Even though in most cases pension funds have switched to conditional inflation compensation and therefore a nominal framework for hedging liabilities is sufficient, we cannot ignore inflation altogether for two reasons. First, liabilities will rise in line with real wage inflation, thus raising the overall liabilities to be covered. Second, most pension funds will at least strive to partially compensate pensioners for inflation and thus will strive for a higher surplus that will allow them to pay out this compensation.
In our view, an inflation compensation “ambition” of the pension fund is a rather vague concept and hard to model. In that respect it might be good to look at the UK model, where many pension plans have an explicit upper limit for inflation compensation (most commonly 5%).
In the absence of such specific rules, inflation-linked bonds can fulfil a role in both the hedging portfolio, as well as play a role in adding beta risk:
· Inflation-linked bonds provide a direct link with consumer inflation, which has a high correlation with wage inflation. Euro- or even global inflation-linked bonds provide the necessary liquidity and desired correlation with domestic inflation to allocate substantial amounts to this asset class.
· Due to diversification effects in the portfolio, inflation-linked bonds can “free up” risk budget to be allocated elsewhere (e.g. alternative asset classes).
Conclusions
Upcoming regulatory changes will have a significant effect on the way European pension funds and insurance companies manage their assets and liabilities. Instead of return-driven investment strategies, pension funds and insurance companies alike will need to develop a liability-driven investment approach based on managing the volatility of the surplus assets relative to liabilities.

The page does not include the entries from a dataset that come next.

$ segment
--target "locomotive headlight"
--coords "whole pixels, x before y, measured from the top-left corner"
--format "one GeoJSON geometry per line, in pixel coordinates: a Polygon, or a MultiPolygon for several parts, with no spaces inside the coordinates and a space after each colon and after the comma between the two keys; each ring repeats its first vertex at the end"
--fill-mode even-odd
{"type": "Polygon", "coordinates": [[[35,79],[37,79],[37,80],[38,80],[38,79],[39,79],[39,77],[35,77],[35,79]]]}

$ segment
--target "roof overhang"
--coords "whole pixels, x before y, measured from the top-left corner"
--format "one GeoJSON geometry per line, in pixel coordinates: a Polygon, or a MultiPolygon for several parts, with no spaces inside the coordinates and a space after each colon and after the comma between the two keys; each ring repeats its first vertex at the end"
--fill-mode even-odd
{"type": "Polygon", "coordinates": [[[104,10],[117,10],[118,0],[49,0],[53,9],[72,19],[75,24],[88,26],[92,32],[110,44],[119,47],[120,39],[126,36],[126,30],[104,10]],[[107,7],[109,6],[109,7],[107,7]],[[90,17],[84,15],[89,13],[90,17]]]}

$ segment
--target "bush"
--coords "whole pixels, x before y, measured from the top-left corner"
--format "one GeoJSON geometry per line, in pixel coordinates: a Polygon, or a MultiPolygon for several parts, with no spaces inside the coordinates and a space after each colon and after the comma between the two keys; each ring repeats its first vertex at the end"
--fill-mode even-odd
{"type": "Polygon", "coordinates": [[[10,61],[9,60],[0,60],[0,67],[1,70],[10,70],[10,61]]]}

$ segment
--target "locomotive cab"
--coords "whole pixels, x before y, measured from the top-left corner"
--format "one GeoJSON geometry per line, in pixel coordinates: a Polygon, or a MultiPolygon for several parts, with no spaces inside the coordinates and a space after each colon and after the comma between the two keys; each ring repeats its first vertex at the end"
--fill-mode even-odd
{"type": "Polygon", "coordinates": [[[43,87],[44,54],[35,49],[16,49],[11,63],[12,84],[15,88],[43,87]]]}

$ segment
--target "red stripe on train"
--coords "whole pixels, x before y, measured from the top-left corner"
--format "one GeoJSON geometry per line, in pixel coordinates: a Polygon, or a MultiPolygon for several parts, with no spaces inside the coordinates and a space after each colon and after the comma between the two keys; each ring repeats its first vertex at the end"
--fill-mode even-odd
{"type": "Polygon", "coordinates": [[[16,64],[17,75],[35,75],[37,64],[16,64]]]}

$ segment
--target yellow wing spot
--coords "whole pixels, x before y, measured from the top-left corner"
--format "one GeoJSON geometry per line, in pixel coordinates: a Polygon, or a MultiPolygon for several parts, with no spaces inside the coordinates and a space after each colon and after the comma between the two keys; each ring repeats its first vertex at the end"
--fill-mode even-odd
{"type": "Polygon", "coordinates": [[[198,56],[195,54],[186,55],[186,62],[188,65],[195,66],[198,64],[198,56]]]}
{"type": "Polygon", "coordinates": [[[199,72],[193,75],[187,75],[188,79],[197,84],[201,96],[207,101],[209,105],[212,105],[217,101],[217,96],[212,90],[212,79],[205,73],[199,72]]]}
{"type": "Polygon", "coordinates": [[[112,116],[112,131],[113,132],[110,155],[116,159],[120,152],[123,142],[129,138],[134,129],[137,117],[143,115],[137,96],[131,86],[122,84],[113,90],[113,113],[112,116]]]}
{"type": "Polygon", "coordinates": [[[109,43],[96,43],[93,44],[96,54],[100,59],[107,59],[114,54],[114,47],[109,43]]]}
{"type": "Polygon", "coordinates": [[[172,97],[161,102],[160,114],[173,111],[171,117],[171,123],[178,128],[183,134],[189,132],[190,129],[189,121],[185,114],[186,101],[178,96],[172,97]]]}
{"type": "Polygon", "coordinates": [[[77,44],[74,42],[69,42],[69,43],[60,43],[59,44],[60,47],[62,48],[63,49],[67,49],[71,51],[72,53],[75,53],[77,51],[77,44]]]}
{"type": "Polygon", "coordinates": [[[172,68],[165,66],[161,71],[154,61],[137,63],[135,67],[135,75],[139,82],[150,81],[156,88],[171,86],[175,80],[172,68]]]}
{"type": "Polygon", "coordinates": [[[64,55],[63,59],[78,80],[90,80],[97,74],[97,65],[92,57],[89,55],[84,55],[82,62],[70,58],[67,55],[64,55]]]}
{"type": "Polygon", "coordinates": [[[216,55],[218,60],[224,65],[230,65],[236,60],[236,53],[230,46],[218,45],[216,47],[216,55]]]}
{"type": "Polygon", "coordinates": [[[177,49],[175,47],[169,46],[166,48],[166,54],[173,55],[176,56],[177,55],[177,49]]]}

When creating an LDI solution for our clients, PIMCO starts by hedging interest rate risk by modelling the interest rate risk of the liability stream and then creating a custom benchmark with the same risk profile. We actively manage the client’s portfolio of assets against the custom LDI benchmark, adding diversified alpha and beta exposure in an effort to enhance returns while maintaining the match between the portfolio’s risk profile and that of the benchmark.
* The authors wish to thank the Financial Engineering team and Jim Moore at PIMCO, as well as Steve Goldman, Paul Allen and Mike Amey at PIMCO Europe Ltd for their contributions.